Belfast’s is an easy enough city centre to see on foot. I slipped easily between the eras in the course of a short stroll. In Great Victoria Street, directly opposite the Europa, and next to the ornate Grand Opera House, is a little gem of a pub, the National Trust’s Crown Liquor Saloon. This Victorian gin palace is all scalloped gas lights, gleaming brass work, coloured glass and cosy snugs.
It’s a 10 minute walk from the city centre to the neat streets and quiet parks of the Queen’s University district, with its lively supporting cast of restaurants and cafes. I found here a shining example of a new museum that manages to make history fun and even exciting.
The main purpose of the bold and sparkling Ulster Museum (free entry) seems to be to entertain while it informs. Walking through the door, the visitor is treated to a four-storey overview. A great steel and glass display tower “Window on our World” rises high into the atrium, scattered with random wonders. I wrote down: 1908 Chambers Car, Ireland’s most complete dinosaur fossil, Viking brooches, gold coins from the Spanish Amada, a Solomon Islands canoe, and Alex McQueen’s Hummingbird Dress. They have certainly managed to take the dull out of the old. And there’s a fresh air bonus: the Botanical Gardens are right next door.
The city does not try to draw a veil over its violent past. The Ulster Museum gives a frank and honest overview of Ulster’s history, including The Troubles, the frightful 1963-1985 period of sectarian strife.
Our guide on the open top bus tour did more in an hour than multiple news reports down the years to explain the great damage 300 years of hatred actually wreaked on Belfast. He gave an excellent, and impartial commentary as we weaved around the key locations, from the outrageous excess of Stormont Castle, set imperiously on the hill above the city, to the tragic Falls Road and Shankill Road, still divided by an enormous wall, on which world leaders write prayers of peace. The rival murals celebrating figures in the struggle are both moving and terrifying for the passions they betray. Then the bus pulls on to sedate Victorian streets that could be anywhere in Britain.

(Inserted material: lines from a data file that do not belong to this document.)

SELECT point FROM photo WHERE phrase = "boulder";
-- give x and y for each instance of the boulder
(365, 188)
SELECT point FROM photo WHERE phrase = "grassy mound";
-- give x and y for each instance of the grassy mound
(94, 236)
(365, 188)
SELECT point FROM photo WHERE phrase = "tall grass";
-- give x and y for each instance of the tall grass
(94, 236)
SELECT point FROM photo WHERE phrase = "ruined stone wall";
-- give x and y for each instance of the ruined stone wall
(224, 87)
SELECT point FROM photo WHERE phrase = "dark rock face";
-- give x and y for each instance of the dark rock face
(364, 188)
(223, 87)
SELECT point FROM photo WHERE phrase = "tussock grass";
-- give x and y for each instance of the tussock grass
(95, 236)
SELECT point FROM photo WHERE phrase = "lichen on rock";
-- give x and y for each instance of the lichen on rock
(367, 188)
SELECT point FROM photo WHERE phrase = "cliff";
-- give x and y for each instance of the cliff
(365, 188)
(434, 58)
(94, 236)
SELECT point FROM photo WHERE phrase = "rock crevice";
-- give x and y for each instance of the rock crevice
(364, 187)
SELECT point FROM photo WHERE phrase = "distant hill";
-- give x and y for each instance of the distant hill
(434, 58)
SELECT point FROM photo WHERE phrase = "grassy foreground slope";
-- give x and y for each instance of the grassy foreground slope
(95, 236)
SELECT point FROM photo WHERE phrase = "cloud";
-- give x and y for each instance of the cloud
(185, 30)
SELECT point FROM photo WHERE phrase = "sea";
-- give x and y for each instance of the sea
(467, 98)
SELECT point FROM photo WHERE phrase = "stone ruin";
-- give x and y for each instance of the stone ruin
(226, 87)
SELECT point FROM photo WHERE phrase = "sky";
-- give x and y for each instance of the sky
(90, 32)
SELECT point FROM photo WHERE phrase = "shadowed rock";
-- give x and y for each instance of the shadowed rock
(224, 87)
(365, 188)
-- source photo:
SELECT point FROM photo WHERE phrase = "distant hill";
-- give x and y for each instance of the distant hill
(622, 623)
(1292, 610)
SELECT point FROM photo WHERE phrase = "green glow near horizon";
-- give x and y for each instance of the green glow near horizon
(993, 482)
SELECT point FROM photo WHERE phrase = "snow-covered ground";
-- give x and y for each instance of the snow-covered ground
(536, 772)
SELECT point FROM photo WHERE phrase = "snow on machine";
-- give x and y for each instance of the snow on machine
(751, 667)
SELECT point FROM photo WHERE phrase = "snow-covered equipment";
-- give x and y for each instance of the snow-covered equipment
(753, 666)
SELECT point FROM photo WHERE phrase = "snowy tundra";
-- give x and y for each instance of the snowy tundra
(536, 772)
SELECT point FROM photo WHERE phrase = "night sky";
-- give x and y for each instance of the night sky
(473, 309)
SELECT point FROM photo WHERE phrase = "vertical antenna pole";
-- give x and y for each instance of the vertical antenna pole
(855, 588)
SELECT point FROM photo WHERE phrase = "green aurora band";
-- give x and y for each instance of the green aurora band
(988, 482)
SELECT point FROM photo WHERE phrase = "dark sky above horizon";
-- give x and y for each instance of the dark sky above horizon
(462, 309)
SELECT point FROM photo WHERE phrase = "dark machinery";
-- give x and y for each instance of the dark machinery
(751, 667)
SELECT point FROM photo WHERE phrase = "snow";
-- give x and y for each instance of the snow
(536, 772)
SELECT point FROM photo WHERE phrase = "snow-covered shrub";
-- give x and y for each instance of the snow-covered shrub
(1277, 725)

Another way to understand the city’s troubled past is on a personalized tour in a black cab.
I stayed at the five-star Culloden hotel, a great slab of stone-built Victorian elegance high and peaceful in sloping parkland six miles out of town, overlooking Belfast Lough, a five minute taxi ride from George Best Airport. With an excellent restaurant, spa and swimming pool (nearby are two golf courses and Holywood village and the County Antrim coastline) it’s the very model of the genteel and spacious country hotel.